A Religious Experience
The
various themes that ran through CuntFest and the book for which the festival was
named seemed to be a religious awakening to the supporters present in the crowd
of over a hundred. The women on the stage were more explicit.
"It
is toward the ultimate end of feeling empowered," expressed Mazzaferro, who
concluded that women should be able to express their sexual desires in public,
to live out these desires, and to have control over their lives.
For
Yates, Cunt: A Declaration of Independence is her Bible. "If
something very shitty is going on in my life, I pick up that book and can find a
part of it to read to help me; even just practical things like 'hmm, what
birth control should I use?'"
Lesbianism
is the living out of this faith. "I dreamt of Medusa, of Cleopatra, of
Catherine riding bareback in the town square," divulged poet Dora McQuaid.
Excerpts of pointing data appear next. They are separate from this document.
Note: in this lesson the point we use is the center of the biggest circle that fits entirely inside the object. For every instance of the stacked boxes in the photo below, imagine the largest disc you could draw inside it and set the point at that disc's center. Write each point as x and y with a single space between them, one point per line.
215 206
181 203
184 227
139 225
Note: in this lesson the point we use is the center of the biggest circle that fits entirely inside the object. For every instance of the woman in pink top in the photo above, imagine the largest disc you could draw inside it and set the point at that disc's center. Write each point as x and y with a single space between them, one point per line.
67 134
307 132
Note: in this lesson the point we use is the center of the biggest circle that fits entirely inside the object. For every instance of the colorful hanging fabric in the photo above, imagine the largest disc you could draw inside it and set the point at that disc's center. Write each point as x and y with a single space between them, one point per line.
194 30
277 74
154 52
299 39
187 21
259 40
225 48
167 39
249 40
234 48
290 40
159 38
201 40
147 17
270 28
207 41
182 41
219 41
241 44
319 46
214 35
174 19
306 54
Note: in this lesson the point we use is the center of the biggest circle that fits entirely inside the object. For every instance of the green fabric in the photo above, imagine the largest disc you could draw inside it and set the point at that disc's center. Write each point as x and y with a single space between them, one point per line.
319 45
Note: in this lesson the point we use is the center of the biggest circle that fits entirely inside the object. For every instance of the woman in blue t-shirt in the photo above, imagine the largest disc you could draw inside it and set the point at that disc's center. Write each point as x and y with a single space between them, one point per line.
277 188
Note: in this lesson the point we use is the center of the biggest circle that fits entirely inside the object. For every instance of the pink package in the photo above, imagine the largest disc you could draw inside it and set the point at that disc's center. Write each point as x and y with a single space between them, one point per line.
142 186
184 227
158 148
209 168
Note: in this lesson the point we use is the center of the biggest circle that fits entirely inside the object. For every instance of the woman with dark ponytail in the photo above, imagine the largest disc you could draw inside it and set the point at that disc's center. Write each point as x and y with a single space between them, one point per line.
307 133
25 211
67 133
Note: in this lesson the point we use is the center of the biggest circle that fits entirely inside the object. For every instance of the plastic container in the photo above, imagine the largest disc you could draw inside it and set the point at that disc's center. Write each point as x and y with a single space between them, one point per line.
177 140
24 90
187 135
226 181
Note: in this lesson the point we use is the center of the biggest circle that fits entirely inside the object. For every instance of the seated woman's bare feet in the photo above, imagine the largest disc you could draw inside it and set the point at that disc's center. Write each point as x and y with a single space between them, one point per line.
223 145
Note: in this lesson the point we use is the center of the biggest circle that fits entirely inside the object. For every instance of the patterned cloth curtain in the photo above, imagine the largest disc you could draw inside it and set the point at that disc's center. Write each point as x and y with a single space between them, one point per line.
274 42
"I dreamt of women who held love like a power, wielded it like a tool, and
ruled ruthless and adamant."
When
Dobkin handed out "lesbian dollars" to bid on items from her "bag
of tricks," Yates was quick to bid "whatever you want; anything!"
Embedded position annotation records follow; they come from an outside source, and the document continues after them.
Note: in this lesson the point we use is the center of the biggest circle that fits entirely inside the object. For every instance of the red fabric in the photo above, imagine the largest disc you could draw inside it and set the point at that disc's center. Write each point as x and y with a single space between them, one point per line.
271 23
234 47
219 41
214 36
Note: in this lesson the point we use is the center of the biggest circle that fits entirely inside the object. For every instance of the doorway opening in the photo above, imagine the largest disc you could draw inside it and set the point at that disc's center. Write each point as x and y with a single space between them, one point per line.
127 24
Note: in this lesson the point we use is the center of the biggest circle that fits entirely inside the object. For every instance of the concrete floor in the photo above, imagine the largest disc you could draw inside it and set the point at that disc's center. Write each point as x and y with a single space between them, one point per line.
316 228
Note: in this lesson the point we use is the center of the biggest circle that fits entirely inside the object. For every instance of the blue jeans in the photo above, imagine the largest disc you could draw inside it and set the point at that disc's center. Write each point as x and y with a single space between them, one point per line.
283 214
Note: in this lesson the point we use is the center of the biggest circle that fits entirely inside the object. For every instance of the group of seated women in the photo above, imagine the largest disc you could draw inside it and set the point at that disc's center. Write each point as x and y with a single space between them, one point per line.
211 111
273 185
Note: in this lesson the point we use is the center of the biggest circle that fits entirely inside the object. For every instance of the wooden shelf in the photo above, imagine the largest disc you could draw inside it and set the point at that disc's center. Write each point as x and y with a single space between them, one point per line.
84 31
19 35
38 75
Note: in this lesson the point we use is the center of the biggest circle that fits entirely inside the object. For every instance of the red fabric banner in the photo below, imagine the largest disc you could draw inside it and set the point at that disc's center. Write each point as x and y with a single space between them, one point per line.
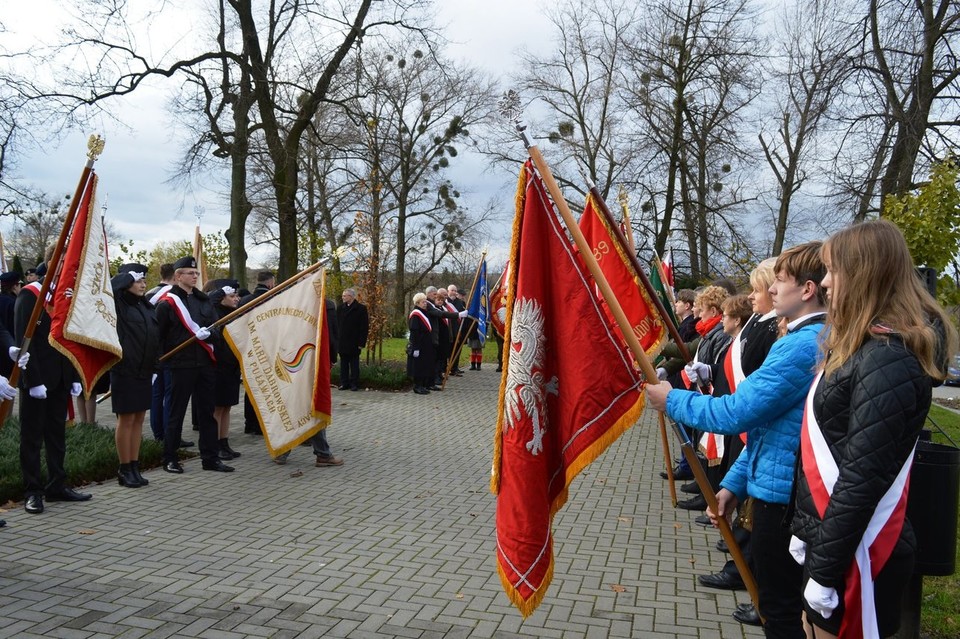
91 344
624 280
569 390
for her desired item. Others jumped at the chance to bid on the vibrating pillow
to sit on. "We like vibrating stuff!" exclaimed the winners.
Storm
shared a poem about a fantasy she had of an old lady sitting in front of her on
the bus. She pictured her having sex with another woman half her age, and
described the old lady's hands as "hands that may have been inside her,
and very well may have been inside another woman."
Womyn's
Concerns and FMLA alleged misrepresentation of CuntFest to get funding and
approval may lead to serious and long-lasting consequences. Student officials at
Penn State have already asked for the notes and tapes recorded at the event in
order to amass evidence in the case.
As
Covener said about the lack of resources being diverted to questionable events
such as this one, "Many groups complain about the lack of cash for
scholarly activities such as attending professional conferences, meanwhile we
are spending thousands of dollars on 'pussy juice'?"